Des Cendres, et des tentatives d'épuisement graphique


J'aurais voulu me promener dans cette arrière-cour, quelque part aux Pays Bas, aller caresser l'écorce de l'arbre là-bas au fond, juste pour vérifier qu'il existe, ou entendre les cris ou le chant de ces mendiants estropiés, mais rien ne fit: j'étais toujours dehors et le bruit était celui des visiteurs du Louvre, ou même des gardiens des salles. Plus je regarde (un tableau), moins j'en voit (net).
Les variations graphiques que j'ai fait autour des Mendiants de Bruegel, en dessin, en gravure, en collage, sont autant des tentatives de pénétrer ce tableau, d'en saisir quelque chose, l'histoire qu'il raconte ou bien celle qu'il cache.

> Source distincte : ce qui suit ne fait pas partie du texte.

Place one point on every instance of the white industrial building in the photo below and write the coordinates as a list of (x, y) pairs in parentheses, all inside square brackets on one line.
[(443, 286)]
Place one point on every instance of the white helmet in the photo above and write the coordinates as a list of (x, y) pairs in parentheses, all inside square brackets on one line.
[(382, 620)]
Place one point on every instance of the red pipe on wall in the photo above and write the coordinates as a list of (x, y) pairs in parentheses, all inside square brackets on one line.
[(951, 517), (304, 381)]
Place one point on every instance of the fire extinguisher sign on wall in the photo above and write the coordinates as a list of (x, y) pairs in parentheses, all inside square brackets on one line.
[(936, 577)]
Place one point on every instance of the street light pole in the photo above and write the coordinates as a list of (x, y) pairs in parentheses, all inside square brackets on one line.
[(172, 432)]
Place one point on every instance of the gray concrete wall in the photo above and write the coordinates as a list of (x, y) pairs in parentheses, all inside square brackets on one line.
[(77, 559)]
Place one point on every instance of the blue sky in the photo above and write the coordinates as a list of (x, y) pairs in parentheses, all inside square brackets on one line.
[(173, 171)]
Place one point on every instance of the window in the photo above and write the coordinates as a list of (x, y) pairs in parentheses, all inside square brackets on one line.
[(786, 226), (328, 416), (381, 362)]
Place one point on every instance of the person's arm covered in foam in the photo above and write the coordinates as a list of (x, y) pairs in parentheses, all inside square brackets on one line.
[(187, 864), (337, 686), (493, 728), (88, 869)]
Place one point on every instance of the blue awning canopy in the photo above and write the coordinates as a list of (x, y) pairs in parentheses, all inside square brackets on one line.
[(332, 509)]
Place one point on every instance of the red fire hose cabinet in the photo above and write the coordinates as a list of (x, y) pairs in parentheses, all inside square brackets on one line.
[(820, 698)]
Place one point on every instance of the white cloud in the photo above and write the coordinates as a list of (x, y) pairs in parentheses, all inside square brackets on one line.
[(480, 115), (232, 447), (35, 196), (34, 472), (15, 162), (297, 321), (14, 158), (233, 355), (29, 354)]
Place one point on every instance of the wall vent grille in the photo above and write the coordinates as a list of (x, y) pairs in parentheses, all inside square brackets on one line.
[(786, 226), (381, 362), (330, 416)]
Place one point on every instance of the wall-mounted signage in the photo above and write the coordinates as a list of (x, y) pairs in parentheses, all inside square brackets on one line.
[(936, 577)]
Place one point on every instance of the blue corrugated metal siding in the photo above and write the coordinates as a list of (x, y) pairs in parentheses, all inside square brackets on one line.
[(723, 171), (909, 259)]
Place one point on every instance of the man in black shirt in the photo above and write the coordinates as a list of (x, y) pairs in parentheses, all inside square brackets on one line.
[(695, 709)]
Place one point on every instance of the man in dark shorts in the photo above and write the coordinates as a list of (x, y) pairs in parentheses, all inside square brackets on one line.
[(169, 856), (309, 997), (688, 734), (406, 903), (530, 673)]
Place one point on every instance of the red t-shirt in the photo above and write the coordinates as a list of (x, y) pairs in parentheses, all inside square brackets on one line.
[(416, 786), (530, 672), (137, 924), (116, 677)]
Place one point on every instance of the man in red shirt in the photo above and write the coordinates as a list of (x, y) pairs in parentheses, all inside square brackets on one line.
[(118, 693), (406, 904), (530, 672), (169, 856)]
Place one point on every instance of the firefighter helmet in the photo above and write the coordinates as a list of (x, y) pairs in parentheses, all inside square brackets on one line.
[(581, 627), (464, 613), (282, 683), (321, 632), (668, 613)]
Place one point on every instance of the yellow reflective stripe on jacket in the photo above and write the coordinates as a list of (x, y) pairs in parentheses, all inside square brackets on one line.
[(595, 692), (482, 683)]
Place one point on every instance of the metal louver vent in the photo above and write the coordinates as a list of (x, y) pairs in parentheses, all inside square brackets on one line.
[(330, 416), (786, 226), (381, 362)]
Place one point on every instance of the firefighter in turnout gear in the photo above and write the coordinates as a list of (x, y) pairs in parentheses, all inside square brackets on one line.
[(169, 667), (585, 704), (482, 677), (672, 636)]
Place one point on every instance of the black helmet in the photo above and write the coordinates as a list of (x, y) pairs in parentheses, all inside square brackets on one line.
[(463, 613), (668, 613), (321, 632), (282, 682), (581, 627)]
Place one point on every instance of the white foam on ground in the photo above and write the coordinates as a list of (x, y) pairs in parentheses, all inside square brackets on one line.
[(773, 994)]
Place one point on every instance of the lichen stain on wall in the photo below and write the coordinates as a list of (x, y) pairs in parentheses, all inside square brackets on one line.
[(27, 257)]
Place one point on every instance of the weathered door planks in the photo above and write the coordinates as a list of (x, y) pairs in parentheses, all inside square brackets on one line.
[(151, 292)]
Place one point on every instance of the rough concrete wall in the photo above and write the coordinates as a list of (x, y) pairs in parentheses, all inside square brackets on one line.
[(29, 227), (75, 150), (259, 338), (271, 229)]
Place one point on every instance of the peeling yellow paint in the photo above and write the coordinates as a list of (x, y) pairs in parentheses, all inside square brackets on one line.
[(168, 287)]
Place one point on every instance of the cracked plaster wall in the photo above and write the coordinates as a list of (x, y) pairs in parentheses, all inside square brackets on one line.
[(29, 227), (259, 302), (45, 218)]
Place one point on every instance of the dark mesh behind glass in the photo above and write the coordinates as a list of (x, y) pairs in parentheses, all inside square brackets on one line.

"Certains interprètes de bonne renommée veulent reconnaître dans ce tableau cinq ou six pendus redescendus de la potence, libres à nouveau de se déplacer sur de la terre battue, au nom de je ne sais quelle remise de peine – contents d’être en vie, on peut le supposer, et prêts à supporter le fardeau des rescapés. Ils avaient fait des razzias deux semaines plus tôt, ils avaient embroché des prêtres et violé des nonnes, tant bien que mal, faisant de ces cliquetis incompatibles avec l’amour, incompatibles avec l’héroïsme crapuleux du violeur ; puis s’en étaient allés avec des brioches sous le bras, des calices d’or, un portrait du Seigneur, un de plus, par Petrus Christus. On les a rattrapés à la sortie de la ville : un seul filet avait suffit, ils gigotaient tous dans la nasse, convaincus alors d’une seule chose, ces innocents, une seule, sur le moment : il faut s’entretuer pour s’en sortir vivant. "
Pierre Senges, Cendres des hommes et des bulletins, Le Tripode, 2016.